For instance, Feldman said, of the 3 million tons of polystyrene produced in the U.S. each year, the Environmental Protection Agency reports 2.3 million tons end up in landfill. One large supermarket has been found to use 400 million foam trays annually.

G4 Packaging, which started in January 2008, makes a tray made of organic, renewable sugar cane fiber that composts and biodegrades relatively quickly, he said.

“When you go through the process of refining sugar, you have leftover debris,” Feldman said. “In most cases, it’s burned off.”

Feldman said the Chinese government originally came up with a system to recycle the debris into packaging material.

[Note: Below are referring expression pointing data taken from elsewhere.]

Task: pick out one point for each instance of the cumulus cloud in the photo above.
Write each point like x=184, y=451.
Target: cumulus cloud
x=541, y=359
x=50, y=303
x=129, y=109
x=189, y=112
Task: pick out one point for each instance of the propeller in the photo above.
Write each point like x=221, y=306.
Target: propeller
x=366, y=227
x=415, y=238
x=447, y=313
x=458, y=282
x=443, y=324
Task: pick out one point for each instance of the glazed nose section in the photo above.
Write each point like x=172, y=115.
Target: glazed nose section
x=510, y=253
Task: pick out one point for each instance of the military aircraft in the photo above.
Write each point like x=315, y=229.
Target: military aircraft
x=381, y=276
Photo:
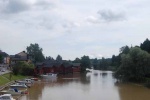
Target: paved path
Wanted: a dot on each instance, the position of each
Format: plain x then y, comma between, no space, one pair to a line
6,71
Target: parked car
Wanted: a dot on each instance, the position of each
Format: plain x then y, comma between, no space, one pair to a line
3,70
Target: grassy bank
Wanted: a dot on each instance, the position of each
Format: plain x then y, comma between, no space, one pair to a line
8,78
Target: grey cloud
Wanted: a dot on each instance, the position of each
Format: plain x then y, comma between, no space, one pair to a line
14,6
109,16
45,4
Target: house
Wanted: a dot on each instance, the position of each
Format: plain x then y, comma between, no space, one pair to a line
76,67
22,56
54,66
5,57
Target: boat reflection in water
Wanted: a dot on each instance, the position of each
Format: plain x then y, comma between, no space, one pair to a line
86,87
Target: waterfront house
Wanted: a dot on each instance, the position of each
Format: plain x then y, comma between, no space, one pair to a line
54,66
22,56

He said if the trays are dumped into a commercial compost system, the waste completely biodegrades within 90 days.

“In the fresh food segment of the food industry, what is packaged typically has a life of a matter of days,” he said. “This really helps out a great deal from a waste standpoint.”

Feldman acknowledged the major obstacle with the fiber-based packaging: cost. But, he said, Seattle already has mandated that, by July 1, 2010, all foam materials will be banned, and other cities, such as Portland, Ore., and San Francisco plans to follow suit.

“Every major retailer in the world is waiting for government to ban foam,” he said. “Then, nobody cares, because everyone is on an equal playing field.”

Feldman said he plans on showing his 16 different sizes of trays — “that will satisfy every requirement for produce,” he said — at the Produce Marketing Association Fresh Summit Oct. 2-5 in Anaheim, Calif.

“I think we’re at the cusp of changing how people view packaging,” Feldman said. “I think, if we can overcome this cost issue, we can really be looking at the future of packaging here.”